29

1.5K 223 10
                                    

🥀Gue rela melakukan apapun itu demi mendapatkan kasih sayang mereka. 🥀
-Ayara-

🌹🌹🌹

"Ma," panggil Ayara pelan begitu melihat Laras hampir tertidur di sisi ranjang Aryana.

"Iya, Ay?" Laras menegakkan badannya lalu menatap Ayara.

"Mama sama Papa pulang dulu aja. Biar Aya yang jaga Aryana," usul Ayara. Tak tega ia harus melihat ibunya tidur dalam posisi seperti ini.

Laras dengan cepat menggeleng. "Nggak. Mama mau di sini jagain Aryana."

"Tapi Mama, kan, besok juga masih harus jagain Aryana. Papa juga besok harus kerja, kan." Ayara menoleh ke arah Bayu yang duduk di sisi lain kasur.

Laras tetap menggeleng.

"Ma," bisik Ayara pelan sambil mengelus punggung ibunya. "Kalau vertigo Mama kumat gimana? Mama, kan, juga harus jaga kesehatan Mama."

Laras tampak menimang sebentar.

"Mama istirahat, ya?"

"Iya, Ma." Kali ini Aryana menambahkan. "Aryana sudah nggak papa, kok. Tinggal istirahat aja. Aya aja cukup buat jagain Aryana."

Laras akhirnya mengangguk walau dengan berat hati. "Aya, tolong jaga kakak kamu baik-baik, ya. Jika ada apa-apa tolong segera panggil perawat atau dokter. Kabari Mama juga."

"Iya, Ma."

"Sayang," Laras beralih ke Aryana. Ia mengelus lembut rambut putrinya. "Mama sama Papa balik dulu, ya."

"Papa juga balik dulu, ya, Sayang," ucap Bayu sambil ikut mengusap wajah Aryana.

"Iya, Ma, Pa," jawab Aryana sambil tersenyum lemah.

Laras mengecup lembut dahi Aryana sebelum ia akhirnya benar-benar pergi.

Ayara menatap kedua orang tuanya itu hingga akhirnya mereka berdua keluar dari pintu kamar. Batinnya berpikir sudah berapa lama dirinya tak mendapatkan kasih sayang seperti itu.

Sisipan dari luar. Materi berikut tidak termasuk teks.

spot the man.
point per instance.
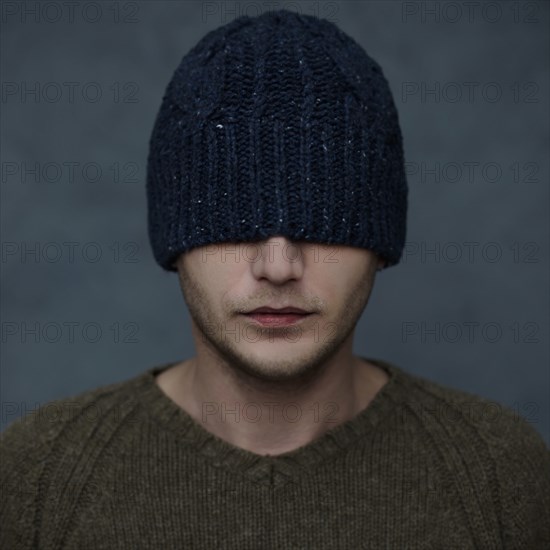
(276, 190)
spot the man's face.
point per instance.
(221, 283)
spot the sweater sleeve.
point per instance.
(523, 472)
(22, 455)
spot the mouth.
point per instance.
(272, 317)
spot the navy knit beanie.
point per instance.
(279, 124)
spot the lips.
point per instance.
(266, 309)
(277, 317)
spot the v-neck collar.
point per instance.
(270, 470)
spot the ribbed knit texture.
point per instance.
(279, 124)
(423, 466)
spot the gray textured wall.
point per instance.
(73, 167)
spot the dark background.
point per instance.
(83, 302)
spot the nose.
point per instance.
(278, 260)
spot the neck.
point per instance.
(272, 418)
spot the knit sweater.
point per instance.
(423, 466)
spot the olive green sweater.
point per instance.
(423, 466)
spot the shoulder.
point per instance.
(502, 451)
(495, 424)
(45, 444)
(40, 428)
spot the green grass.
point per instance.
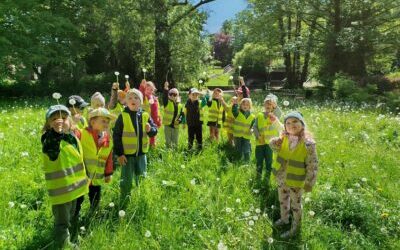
(195, 201)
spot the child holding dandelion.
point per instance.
(150, 105)
(64, 169)
(131, 141)
(242, 127)
(295, 169)
(97, 154)
(215, 113)
(173, 115)
(266, 126)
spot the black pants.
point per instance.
(195, 131)
(94, 199)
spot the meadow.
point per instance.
(206, 201)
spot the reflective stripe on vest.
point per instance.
(265, 128)
(129, 136)
(65, 177)
(242, 126)
(294, 161)
(169, 113)
(95, 160)
(215, 113)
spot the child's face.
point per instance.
(245, 106)
(60, 123)
(100, 123)
(173, 96)
(194, 97)
(293, 126)
(269, 106)
(133, 102)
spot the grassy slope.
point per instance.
(350, 212)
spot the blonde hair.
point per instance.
(246, 100)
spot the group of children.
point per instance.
(81, 144)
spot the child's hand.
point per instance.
(115, 86)
(108, 179)
(307, 188)
(122, 160)
(148, 127)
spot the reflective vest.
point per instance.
(146, 105)
(215, 113)
(82, 123)
(169, 114)
(242, 126)
(295, 161)
(95, 160)
(129, 135)
(229, 120)
(66, 176)
(265, 128)
(201, 113)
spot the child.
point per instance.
(150, 105)
(76, 110)
(64, 171)
(244, 121)
(295, 169)
(194, 118)
(97, 154)
(173, 115)
(131, 141)
(215, 113)
(266, 126)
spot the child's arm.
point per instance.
(311, 165)
(114, 96)
(109, 169)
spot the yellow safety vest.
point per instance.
(242, 126)
(200, 111)
(130, 137)
(169, 114)
(265, 128)
(215, 113)
(229, 120)
(66, 176)
(295, 161)
(95, 160)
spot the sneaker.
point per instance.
(280, 223)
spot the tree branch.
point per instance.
(194, 7)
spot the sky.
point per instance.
(221, 10)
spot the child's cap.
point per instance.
(295, 114)
(97, 100)
(135, 92)
(101, 112)
(121, 94)
(55, 108)
(79, 102)
(272, 98)
(194, 91)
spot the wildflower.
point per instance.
(121, 213)
(147, 234)
(222, 246)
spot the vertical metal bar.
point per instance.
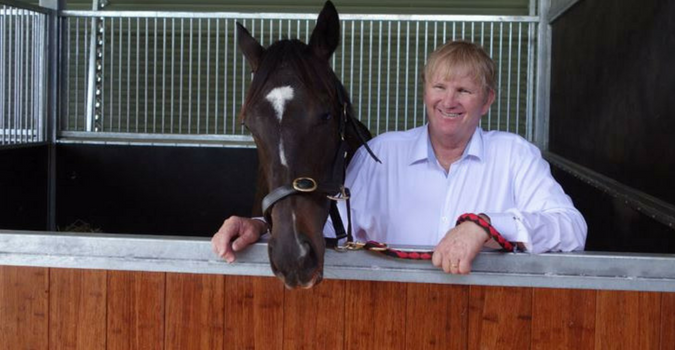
(208, 71)
(417, 57)
(77, 72)
(508, 80)
(173, 75)
(15, 93)
(217, 53)
(342, 61)
(128, 102)
(398, 70)
(492, 40)
(361, 72)
(163, 75)
(3, 63)
(520, 40)
(91, 76)
(199, 70)
(370, 74)
(154, 77)
(138, 70)
(119, 77)
(112, 75)
(388, 75)
(379, 78)
(351, 62)
(407, 68)
(225, 71)
(180, 80)
(499, 69)
(100, 73)
(189, 124)
(234, 79)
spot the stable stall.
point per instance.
(121, 153)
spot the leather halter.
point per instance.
(334, 190)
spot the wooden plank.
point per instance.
(315, 318)
(563, 319)
(437, 316)
(500, 317)
(194, 311)
(628, 320)
(136, 310)
(77, 309)
(667, 321)
(24, 303)
(254, 307)
(375, 315)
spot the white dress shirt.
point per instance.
(409, 199)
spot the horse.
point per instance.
(301, 120)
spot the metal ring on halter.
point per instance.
(350, 246)
(343, 195)
(304, 184)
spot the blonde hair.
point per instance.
(459, 57)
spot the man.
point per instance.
(431, 175)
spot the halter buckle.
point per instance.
(350, 246)
(304, 184)
(343, 195)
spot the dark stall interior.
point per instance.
(610, 111)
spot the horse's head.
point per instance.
(296, 109)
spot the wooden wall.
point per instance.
(48, 308)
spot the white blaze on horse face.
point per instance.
(302, 248)
(278, 98)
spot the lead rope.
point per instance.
(427, 254)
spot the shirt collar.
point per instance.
(422, 149)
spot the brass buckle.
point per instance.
(350, 246)
(304, 184)
(341, 196)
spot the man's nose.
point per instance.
(449, 100)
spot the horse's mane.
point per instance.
(295, 56)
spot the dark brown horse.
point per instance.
(301, 120)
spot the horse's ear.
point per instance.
(326, 34)
(250, 47)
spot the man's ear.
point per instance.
(488, 101)
(250, 47)
(326, 34)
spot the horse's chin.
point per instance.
(295, 282)
(316, 279)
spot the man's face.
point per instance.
(455, 105)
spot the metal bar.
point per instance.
(208, 71)
(91, 76)
(163, 75)
(112, 75)
(295, 16)
(217, 54)
(508, 80)
(154, 77)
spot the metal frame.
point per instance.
(392, 25)
(584, 270)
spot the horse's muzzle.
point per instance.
(297, 266)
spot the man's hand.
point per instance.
(455, 252)
(236, 234)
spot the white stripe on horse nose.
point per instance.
(278, 98)
(302, 247)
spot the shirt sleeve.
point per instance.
(354, 181)
(544, 218)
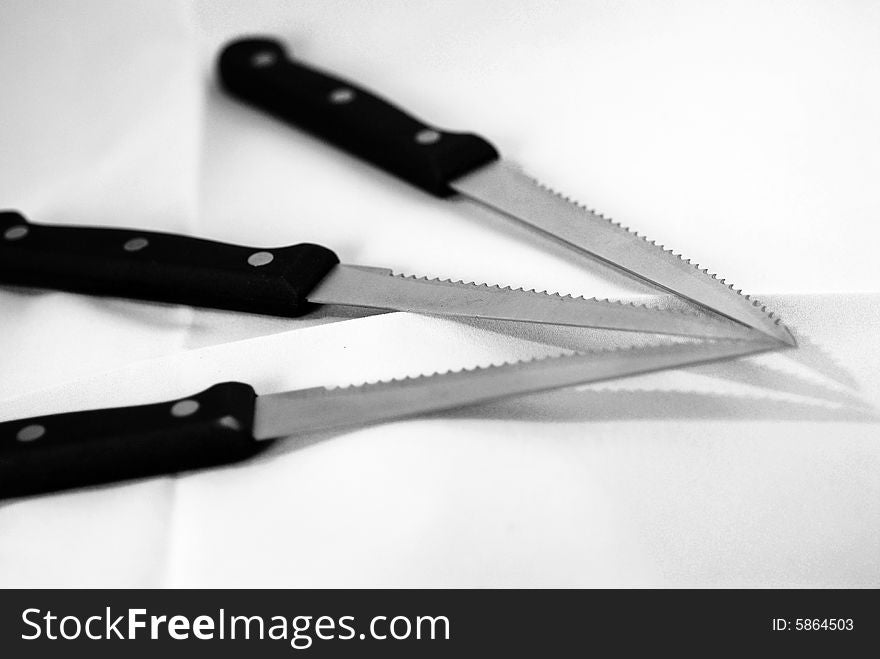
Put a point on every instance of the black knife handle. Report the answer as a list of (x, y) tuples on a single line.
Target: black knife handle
[(258, 71), (160, 266), (62, 451)]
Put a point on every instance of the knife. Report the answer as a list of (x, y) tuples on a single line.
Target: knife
[(229, 422), (260, 72), (288, 281)]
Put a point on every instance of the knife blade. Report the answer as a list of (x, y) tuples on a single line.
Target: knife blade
[(260, 72), (288, 281), (229, 422)]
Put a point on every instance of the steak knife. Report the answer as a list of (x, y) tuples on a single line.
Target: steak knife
[(288, 281), (229, 422), (260, 72)]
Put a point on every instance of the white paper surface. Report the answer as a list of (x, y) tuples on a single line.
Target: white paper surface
[(744, 136)]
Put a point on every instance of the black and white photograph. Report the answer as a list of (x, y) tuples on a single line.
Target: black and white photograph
[(439, 295)]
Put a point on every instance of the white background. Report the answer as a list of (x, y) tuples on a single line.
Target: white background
[(742, 134)]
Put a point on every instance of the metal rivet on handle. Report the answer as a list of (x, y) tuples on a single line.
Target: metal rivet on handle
[(260, 258), (31, 432), (263, 59), (229, 422), (427, 136), (16, 232), (341, 96), (184, 408), (135, 244)]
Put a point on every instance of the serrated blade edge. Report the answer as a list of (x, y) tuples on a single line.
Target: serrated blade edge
[(380, 288), (506, 188), (310, 410)]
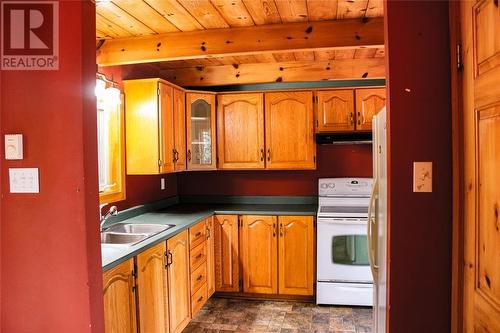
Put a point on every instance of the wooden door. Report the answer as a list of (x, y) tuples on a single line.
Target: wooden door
[(200, 131), (296, 255), (240, 131), (368, 103), (152, 294), (289, 130), (259, 258), (119, 299), (480, 37), (178, 281), (179, 110), (166, 105), (227, 266), (210, 256), (335, 110), (142, 126)]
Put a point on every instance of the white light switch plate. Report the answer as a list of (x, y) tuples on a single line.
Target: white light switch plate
[(422, 176), (24, 180)]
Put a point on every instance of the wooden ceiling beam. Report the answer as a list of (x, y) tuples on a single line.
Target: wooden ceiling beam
[(292, 71), (243, 41)]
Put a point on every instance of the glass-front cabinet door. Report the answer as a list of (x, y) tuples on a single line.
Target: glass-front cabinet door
[(200, 131)]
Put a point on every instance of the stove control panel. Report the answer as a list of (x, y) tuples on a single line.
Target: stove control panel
[(345, 186)]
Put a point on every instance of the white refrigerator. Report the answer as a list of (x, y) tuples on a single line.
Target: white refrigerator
[(377, 222)]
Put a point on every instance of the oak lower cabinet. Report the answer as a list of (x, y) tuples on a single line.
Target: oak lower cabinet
[(296, 246), (259, 255), (289, 128), (198, 266), (119, 299), (227, 266), (152, 290), (178, 281), (200, 131), (368, 103), (240, 131), (276, 254)]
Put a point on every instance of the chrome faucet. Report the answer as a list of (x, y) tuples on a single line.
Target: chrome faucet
[(113, 211)]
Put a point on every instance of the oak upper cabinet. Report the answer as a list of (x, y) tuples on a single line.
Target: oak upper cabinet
[(296, 255), (368, 103), (179, 109), (209, 223), (259, 254), (240, 131), (227, 264), (335, 110), (200, 131), (178, 281), (149, 126), (152, 293), (119, 299), (289, 129)]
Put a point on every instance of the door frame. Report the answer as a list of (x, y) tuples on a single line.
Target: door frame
[(457, 271)]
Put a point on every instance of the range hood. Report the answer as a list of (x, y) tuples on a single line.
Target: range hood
[(354, 138)]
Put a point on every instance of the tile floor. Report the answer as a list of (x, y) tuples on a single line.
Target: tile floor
[(231, 315)]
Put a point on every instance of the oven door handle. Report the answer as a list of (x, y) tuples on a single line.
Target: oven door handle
[(372, 220)]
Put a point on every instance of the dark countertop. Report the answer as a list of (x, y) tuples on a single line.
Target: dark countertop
[(185, 215)]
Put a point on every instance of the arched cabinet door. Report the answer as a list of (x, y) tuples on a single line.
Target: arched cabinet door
[(119, 299), (296, 255), (259, 240), (335, 111), (368, 103), (240, 131), (289, 120)]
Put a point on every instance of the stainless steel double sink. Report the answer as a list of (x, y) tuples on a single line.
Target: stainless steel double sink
[(131, 234)]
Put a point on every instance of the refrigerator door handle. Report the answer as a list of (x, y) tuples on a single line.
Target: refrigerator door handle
[(371, 259)]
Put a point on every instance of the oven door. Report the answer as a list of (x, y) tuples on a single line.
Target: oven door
[(343, 250)]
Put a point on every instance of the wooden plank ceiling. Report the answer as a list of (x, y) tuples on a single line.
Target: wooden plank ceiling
[(138, 20)]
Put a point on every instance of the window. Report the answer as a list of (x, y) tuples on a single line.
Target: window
[(110, 143)]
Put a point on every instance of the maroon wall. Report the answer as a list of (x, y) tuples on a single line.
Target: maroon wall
[(418, 68), (50, 253), (140, 189), (333, 161)]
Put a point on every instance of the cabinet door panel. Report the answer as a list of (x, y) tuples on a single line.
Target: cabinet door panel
[(166, 127), (259, 254), (141, 118), (226, 253), (335, 110), (180, 129), (119, 299), (210, 257), (240, 131), (200, 131), (296, 255), (368, 103), (152, 295), (289, 130), (179, 281)]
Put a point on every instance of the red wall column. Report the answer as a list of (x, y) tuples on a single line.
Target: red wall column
[(418, 67), (51, 278)]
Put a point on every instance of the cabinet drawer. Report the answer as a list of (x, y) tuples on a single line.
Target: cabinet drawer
[(197, 234), (198, 256), (198, 300), (198, 278)]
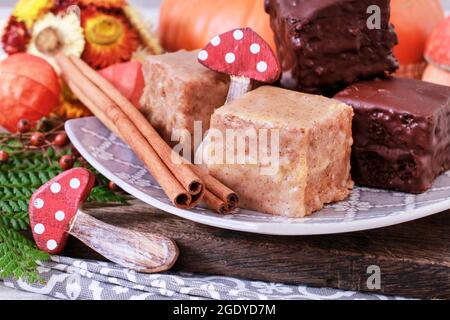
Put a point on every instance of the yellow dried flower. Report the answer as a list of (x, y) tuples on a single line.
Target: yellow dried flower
[(28, 11)]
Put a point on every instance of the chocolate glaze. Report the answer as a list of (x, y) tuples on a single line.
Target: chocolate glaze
[(324, 45), (401, 133)]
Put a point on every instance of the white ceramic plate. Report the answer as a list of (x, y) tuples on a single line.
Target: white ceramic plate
[(365, 209)]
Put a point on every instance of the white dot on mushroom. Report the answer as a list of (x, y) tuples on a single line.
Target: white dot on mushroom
[(261, 66), (39, 203), (230, 57), (215, 41), (238, 35), (55, 187), (39, 228), (203, 55), (255, 48), (74, 183), (51, 244), (60, 215)]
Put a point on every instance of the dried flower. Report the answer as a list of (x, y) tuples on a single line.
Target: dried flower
[(57, 34), (15, 36), (109, 38), (28, 11), (104, 3)]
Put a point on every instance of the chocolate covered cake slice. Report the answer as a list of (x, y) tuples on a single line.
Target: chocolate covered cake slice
[(327, 44), (401, 133)]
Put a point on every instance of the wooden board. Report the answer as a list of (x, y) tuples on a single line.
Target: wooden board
[(414, 258)]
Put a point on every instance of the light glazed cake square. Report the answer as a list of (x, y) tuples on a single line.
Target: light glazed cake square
[(179, 91), (315, 139)]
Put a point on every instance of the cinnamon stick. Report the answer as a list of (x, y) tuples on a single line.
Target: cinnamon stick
[(116, 118), (225, 194)]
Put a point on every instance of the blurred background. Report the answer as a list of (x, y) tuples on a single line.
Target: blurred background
[(155, 3)]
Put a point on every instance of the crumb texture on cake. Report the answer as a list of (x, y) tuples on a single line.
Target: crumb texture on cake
[(314, 154), (179, 91)]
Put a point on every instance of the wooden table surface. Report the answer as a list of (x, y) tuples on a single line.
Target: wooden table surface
[(414, 258)]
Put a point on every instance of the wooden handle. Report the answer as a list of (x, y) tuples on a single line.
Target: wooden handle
[(142, 252)]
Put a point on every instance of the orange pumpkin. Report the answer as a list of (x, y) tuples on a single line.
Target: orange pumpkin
[(192, 24), (29, 89), (414, 20)]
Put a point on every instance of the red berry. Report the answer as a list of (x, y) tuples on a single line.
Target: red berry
[(37, 139), (4, 156), (23, 126), (60, 140), (113, 187), (66, 162), (75, 152)]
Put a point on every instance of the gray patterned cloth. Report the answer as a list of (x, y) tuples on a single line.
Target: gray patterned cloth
[(67, 278)]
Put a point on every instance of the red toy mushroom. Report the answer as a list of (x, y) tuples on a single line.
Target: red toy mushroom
[(245, 56), (437, 54), (54, 214)]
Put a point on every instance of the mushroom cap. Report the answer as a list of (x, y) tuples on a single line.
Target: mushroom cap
[(241, 53), (437, 51), (53, 206)]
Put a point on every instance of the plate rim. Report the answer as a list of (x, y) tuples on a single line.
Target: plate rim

"Hah," desah Aryana pelan.

Ayara menoleh.

"Gue capek, Ay."

Ayara duduk di kursi sisi ranjang Aryana sambil menunggu kakaknya melanjutkan ceritanya.

"Gue capek dituntut ini dan itu sama Mama-Papa. Gue kayak anak kebanyakan yang bisa menikmati hidup mereka. Gue juga pingin seneng-seneng, Ay. Bukannya malah menutup diri untuk belajar atau lompat dari satu bimbel ke bimbel lain."

Ayara mendesah panjang. Apa yang ia rasakan jauh lebih sesak dari itu. Ia tak ingin menjadi egois dan mengatakan bahwa apa yang Aryana rasakan masih jauh lebih baik dari apa yang Ayara rasakan, namun hal itu hanya akan memperkeruh suasana di sini. Toh, Aryana juga tak akan peduli dengan perasaannya.

"Gue juga pingin bebas kayak lo, Ay," lanjut Aryana sambil menatap kosong langit-langit kamar rumah sakit.

"Ar, setidaknya lo tau seberapa besar kasih sayang mereka ke elo, kan," jawab Ayara akhirnya.

"Kasih sayang itu nggak cukup, Ay. Gue juga mau hidup santai dan nggak penuh tuntutan kayak gini," sanggah Aryana. "Capek, Ay. Gue juga capek belajar terus."

Ayara akhirnya memutuskan untuk diam saja.

"Dan lo makin memperparah keadaan," lanjut Aryana lagi. "Dengan malasnya lo, tuntutan dan harapan Mama-Papa ke gue semakin besar."

Ayara masih memilih untuk diam, meskipun rasa perih telah menjalari dadanya.

"Kenapa, sih, lo harus kayak gini, Ay? Kenapa lo nggak pintar? Kenapa lo nggak berusaha lebih? Gue capek nanggung kesalahan lo. Lo yang berbuat, gua yang tanggung jawab!"